Nesse sentido, é somente aos poucos que o leitor descobre essas artimanhas. Pois, se no início tem-se a impressão de se ler mais um romance calcado nos detalhes da história oficial, com o avanço das páginas, observa-se uma narrativa que transita entre os gêneros. Por vezes, um diário de viagens, com anotações e minúcias técnicas sobre a jornada e os detalhes de cada local. Em outras passagens, tem-se a impressão de que W. G. Sebald propõe efetivamente uma conversa com outros autores, muito embora isso esteja mais sugerido do que explicitado, ao contrário do que se lê na apresentação do romance (na orelha e na contracapa do livro). A propósito, se por um lado tal prefácio funciona para esclarecer e aliviar o leitor mais afoito pelas definições e limites mais visíveis, por outro, é certo dizer que boa parte da surpresa se estraga com tal evidência, ainda que esta não seja a principal característica da obra.

Jogo de cena
E o que marca, então, este Vertigem, de W. G. Sebald? Para além da mistura de gêneros em uma única narrativa, há, também, o fato de o livro contar com alguns vaticínios para aqueles que confiam na memória. Em determinado momento, o autor assinala: “mesmo quando a pessoa dispõe de lembranças cujas imagens são particularmente vivas, nelas pouco se pode confiar”. E adiante, completa, também utilizando a voz de uma de suas fontes: “Não se deve comprar nenhuma gravura de vistas e paisagens contempladas durante viagens. Sim, porque uma gravura logo ocuparia todo o espaço da memória que tivéssemos de algo — pode-se mesmo dizer que ela a destruiria”. Grosso modo, é possível interpretar essas alusões do autor como uma espécie de exercício de desconfiança, uma provocação, acerca de seu próprio livro, uma vez que o narrador, também ele, depende de sua memória assim como faz uso de certas imagens para construir sua narrativa. Considerando essas ações como partes constituintes do todo, infere-se que o Sebald joga algo no moinho para permanecer inclassificável, posto que seu interesse como literato é justamente abstrair o leitor com uma narrativa que faz jogo de cena entre o que é fato e o que é ficção, tornando o segundo tão crível como o primeiro; relativizando, portanto, que os fatos dependem de um exercício de imaginação que não está isenta de forjar a si mesma, como se vê na ficção.
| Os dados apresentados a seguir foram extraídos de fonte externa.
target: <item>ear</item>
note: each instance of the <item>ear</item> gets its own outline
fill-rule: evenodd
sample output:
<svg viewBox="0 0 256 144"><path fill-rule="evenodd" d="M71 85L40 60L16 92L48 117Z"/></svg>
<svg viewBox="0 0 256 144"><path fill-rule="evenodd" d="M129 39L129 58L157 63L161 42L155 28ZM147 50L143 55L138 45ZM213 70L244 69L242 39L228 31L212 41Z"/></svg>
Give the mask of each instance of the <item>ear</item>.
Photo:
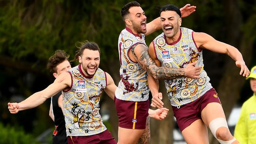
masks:
<svg viewBox="0 0 256 144"><path fill-rule="evenodd" d="M82 63L82 58L80 56L78 56L78 61L79 61L79 63Z"/></svg>
<svg viewBox="0 0 256 144"><path fill-rule="evenodd" d="M181 22L182 21L182 20L181 18L180 18L179 19L179 26L181 26Z"/></svg>
<svg viewBox="0 0 256 144"><path fill-rule="evenodd" d="M129 26L132 26L132 23L129 19L126 19L124 20L125 24Z"/></svg>
<svg viewBox="0 0 256 144"><path fill-rule="evenodd" d="M52 74L52 75L53 75L53 76L54 77L54 78L57 78L57 77L58 77L58 74L57 74L57 73L55 73L55 72L54 72L54 73L53 73L53 74Z"/></svg>

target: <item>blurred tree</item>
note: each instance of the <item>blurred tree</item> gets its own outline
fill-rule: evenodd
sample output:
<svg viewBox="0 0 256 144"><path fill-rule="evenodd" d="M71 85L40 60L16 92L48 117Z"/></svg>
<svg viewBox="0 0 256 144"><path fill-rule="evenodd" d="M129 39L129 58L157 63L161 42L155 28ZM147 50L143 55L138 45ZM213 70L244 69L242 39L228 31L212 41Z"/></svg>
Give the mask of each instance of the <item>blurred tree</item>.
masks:
<svg viewBox="0 0 256 144"><path fill-rule="evenodd" d="M78 41L87 39L99 44L102 51L100 67L109 73L117 85L120 79L117 42L125 27L119 11L129 2L0 0L1 121L12 126L24 126L26 131L33 131L35 136L53 126L48 116L48 102L39 109L20 112L15 116L9 114L6 104L10 101L21 101L52 83L54 78L46 68L48 57L56 50L61 49L70 55L72 59L77 50L75 44ZM161 6L170 2L138 2L145 10L148 22L159 16ZM256 64L252 57L256 53L253 48L256 31L254 1L173 0L171 2L179 7L187 3L197 6L194 13L183 18L182 26L208 33L236 46L249 66ZM148 36L147 43L161 32L159 30ZM207 51L204 51L204 68L219 93L228 117L239 98L244 78L238 75L239 70L228 56ZM162 85L160 91L165 94ZM101 102L108 104L110 126L113 135L117 138L115 110L113 101L105 98L106 96L103 95ZM165 97L165 105L169 106ZM233 100L229 100L230 98ZM172 143L171 113L161 122L151 120L151 143Z"/></svg>

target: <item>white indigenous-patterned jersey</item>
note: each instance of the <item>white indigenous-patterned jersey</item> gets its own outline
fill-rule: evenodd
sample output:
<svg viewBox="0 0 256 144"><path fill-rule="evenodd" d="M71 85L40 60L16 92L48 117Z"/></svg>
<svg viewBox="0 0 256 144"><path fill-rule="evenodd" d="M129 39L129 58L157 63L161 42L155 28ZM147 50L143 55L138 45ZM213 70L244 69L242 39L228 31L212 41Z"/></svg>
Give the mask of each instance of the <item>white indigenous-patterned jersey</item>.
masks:
<svg viewBox="0 0 256 144"><path fill-rule="evenodd" d="M171 44L167 43L163 32L154 40L155 54L162 66L182 68L197 61L196 66L203 68L202 50L195 44L193 32L191 30L180 28L178 39ZM203 68L199 76L199 79L182 77L165 80L172 105L178 107L193 102L212 88Z"/></svg>
<svg viewBox="0 0 256 144"><path fill-rule="evenodd" d="M69 70L71 87L63 92L67 136L91 135L107 129L99 112L100 96L107 85L106 73L98 68L93 76L86 76L81 67Z"/></svg>
<svg viewBox="0 0 256 144"><path fill-rule="evenodd" d="M115 91L115 96L119 100L143 102L148 99L149 89L147 83L147 73L139 63L132 61L128 56L128 52L138 44L146 45L145 36L134 34L128 28L123 30L118 39L121 80Z"/></svg>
Para dar cabo a esse exercício narrativo, e aqui voltamos à proposta mais intelectualizada, o autor lança mão de elementos que, dependendo da perspectiva, tem um caráter mais escolástico do que literário. Casanova, Stendhal e Kafka têm seus roteiros de viagens entrecortados com o de Sebald, em uma espécie de co-autoria nas jornadas por Viena, Itália e na Alemanha. É aqui que o autor ajuda ao leitor a descobrir qual é o significado de tantas andanças. A procura por um lugar? Ou a identidade perdida em meio a tanta diversidade? É curioso, aliás, o significado que se pode atribuir ao livro. Os anos 1990 prometiam mais integração e um ajuste de contas com o passado, sobretudo pela violência sofrida por aqueles que tiveram de se deslocar. E entre uma e outra viagem, há um ponto que acentua o relato. Nas palavras do narrador:

começou a brotar em mim uma vaga apreensão, que se apresentava como uma sensação de mal-estar e vertigem. Os contornos das imagens que eu procurava fixar dissolviam-se, e os pensamentos se desintegravam antes que eu os apreendesse totalmente.

À medida que o leitor acompanha as passagens memoriais de Sebald, nota-se que as sensações de vertigem e mal-estar seguem o narrador de forma intermitente, mas sempre associadas às suas viagens. É um livro de quase-memória, porém é definitivamente mais que um romance, tendo em vista o contorno sentimental que Sebald dá ao relatar suas experiências como viajante incidental. Entretanto, mesmo o leitor tragado por essas histórias há de notar a ausência de alguma tensão narrativa, muito porque o autor sugere mais do que afirma. E isso talvez esteja relacionado ao fato de também a literatura estar mais dependente das imagens. Nesse caso, a sugestão não cai bem a quem espera asserção, definição; objetividade em vez da subjetividade.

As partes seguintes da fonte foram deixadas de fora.